In some exemplary embodiments of the subject matter, a caching mechanism is used. Whenever a snapshot is retrieved, index blocks used to retrieve the desired data blocks are cached and may be used to retrieve a sequential snapshot in the method described in figure 5. In other exemplary embodiments of the subject matter, snapshots are lazy loaded. In yet other exemplary embodiments of the subject matter, the file system of a volume has a known characteristic that data blocks that contain metadata are likely to preserve their location on the volume over time. Such a file system may be NTFS. In such case, after loading a first snapshot in the method described in figure 5, the next snapshot is lazy loaded and the data blocks that contain the metadata retrieved in step 530 are retrieved using the address of the corresponding data blocks in the first retrieved snapshot. Such optimization decreases significantly a number of blocks to be retrieved from the computerized grid network, and thus reduces the usage of system's resources. In an exemplary embodiment of the subject matter, a data block is verified to contain the metadata of the backed up file by comparing the metadata with the metadata of the backed up file in the first snapshot. As an example, parent directories, name of file, location on disk and other characteristics may be compared.

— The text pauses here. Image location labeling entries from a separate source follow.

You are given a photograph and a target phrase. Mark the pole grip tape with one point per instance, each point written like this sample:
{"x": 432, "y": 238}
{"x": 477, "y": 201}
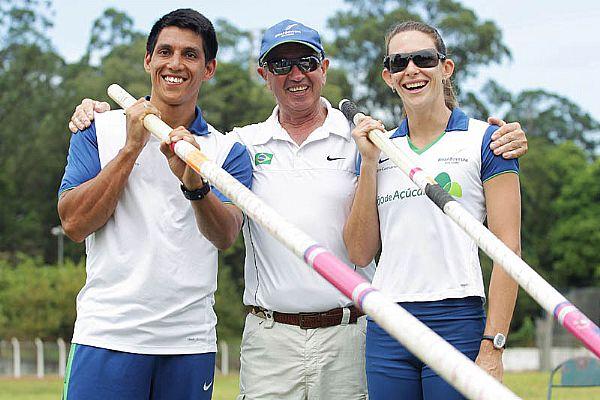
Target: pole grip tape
{"x": 438, "y": 195}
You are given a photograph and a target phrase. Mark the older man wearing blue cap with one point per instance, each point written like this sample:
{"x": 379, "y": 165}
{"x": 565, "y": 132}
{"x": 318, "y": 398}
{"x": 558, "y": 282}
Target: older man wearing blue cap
{"x": 302, "y": 339}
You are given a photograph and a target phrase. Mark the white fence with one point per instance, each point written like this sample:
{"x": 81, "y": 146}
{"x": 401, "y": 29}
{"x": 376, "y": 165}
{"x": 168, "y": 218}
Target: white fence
{"x": 38, "y": 358}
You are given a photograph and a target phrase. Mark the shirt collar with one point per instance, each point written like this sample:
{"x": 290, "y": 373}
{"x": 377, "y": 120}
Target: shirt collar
{"x": 459, "y": 121}
{"x": 335, "y": 123}
{"x": 198, "y": 127}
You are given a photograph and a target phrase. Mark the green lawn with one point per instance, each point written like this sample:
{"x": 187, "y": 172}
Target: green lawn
{"x": 529, "y": 385}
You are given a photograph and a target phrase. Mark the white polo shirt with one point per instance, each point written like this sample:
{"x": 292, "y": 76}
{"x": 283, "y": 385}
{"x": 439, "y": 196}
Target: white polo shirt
{"x": 425, "y": 255}
{"x": 313, "y": 186}
{"x": 151, "y": 275}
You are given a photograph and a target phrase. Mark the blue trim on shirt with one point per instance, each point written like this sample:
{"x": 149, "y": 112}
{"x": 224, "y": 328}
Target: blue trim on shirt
{"x": 459, "y": 121}
{"x": 238, "y": 165}
{"x": 198, "y": 127}
{"x": 492, "y": 164}
{"x": 83, "y": 160}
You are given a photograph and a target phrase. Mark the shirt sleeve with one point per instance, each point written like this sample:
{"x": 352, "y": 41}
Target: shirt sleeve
{"x": 238, "y": 165}
{"x": 491, "y": 164}
{"x": 83, "y": 161}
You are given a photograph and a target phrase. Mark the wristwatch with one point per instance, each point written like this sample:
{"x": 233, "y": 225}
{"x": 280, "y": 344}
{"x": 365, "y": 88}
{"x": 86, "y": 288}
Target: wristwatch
{"x": 197, "y": 194}
{"x": 498, "y": 340}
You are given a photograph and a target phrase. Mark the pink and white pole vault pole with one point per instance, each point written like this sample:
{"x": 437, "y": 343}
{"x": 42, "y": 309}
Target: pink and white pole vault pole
{"x": 452, "y": 365}
{"x": 549, "y": 298}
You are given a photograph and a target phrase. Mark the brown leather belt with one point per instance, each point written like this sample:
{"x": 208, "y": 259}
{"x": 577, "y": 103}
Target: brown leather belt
{"x": 309, "y": 320}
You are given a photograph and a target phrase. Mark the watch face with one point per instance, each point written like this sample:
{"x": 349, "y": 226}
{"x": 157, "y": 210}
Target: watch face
{"x": 499, "y": 341}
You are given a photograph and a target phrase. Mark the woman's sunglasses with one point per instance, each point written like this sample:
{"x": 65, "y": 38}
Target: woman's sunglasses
{"x": 427, "y": 58}
{"x": 284, "y": 66}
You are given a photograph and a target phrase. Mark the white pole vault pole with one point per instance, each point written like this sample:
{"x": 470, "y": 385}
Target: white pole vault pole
{"x": 549, "y": 298}
{"x": 448, "y": 362}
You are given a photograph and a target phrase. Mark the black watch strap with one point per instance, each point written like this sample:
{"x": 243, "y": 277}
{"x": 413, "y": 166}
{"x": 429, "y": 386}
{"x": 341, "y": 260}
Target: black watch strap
{"x": 197, "y": 194}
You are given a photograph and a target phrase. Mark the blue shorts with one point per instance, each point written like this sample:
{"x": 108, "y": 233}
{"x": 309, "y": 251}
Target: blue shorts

While the disclosure has been described with reference to exemplary embodiments, it will be understood by those skilled in the art that various changes may be made and equivalents may be substituted for elements thereof without departing from the scope of the invention. In addition, many modifications may be made to adapt a particular situation or material to the teachings without departing from the essential scope thereof. Therefore, it is intended that the disclosed subject matter not be limited to the particular embodiment disclosed as the best mode contemplated for carrying out this invention, but only by the claims that follow.

Claims

1. An apparatus including a data structure stored therein, the data structure to allow for the retrieval of backed up data blocks, the data structure comprises: a first index block comprising a first representation of an at least one backed up data block; said first representation comprises a retrieval key for a data block or an at least one secondary index block; said at least one secondary index block comprises a second representation of a portion of said at least one backed up data block; said second representation comprises two or more retrieval keys of either at least two data blocks or at least two other secondary index blocks.

2. The apparatus of claim 1, wherein said data structure further comprises a header block.

3. The apparatus of claim 2, wherein the header block comprises data enabling to determine a route to a selected backed up data block in the apparatus.

4. The apparatus of claim 2, wherein said header block comprises information used for lazy loading of a backed up snapshot.

5. The apparatus of claim 2, wherein said header block comprises a third representation of said at least one backed up data block; said third representation comprises a retrieval key of said first index block; said first index block is stored in said apparatus.

6. The apparatus of claim 2, wherein said header block is stored in said apparatus; a retrieval key of said header block is deterministically determined.

7. The apparatus of claim 2, wherein said header block further comprises a files filter.

8. The apparatus of claim 2, wherein said header block is used as a start point in retrieving the backed up data blocks.

9. The apparatus of claim 8, wherein said header block is stored in said apparatus; wherein said data structure provides atomicity.

10. The apparatus of claim 1, wherein the data structure stores the previously backed up data blocks in a first order corresponding to a second order in which the previously backed up data blocks are stored in a volume.

1 1. The apparatus of claim 1 , wherein an at least one index block or data block contained in said data structure is also contained in another data structure of an equivalent type as the data structure.

12. The apparatus of claim 1, wherein an at least one index block or data block is cached.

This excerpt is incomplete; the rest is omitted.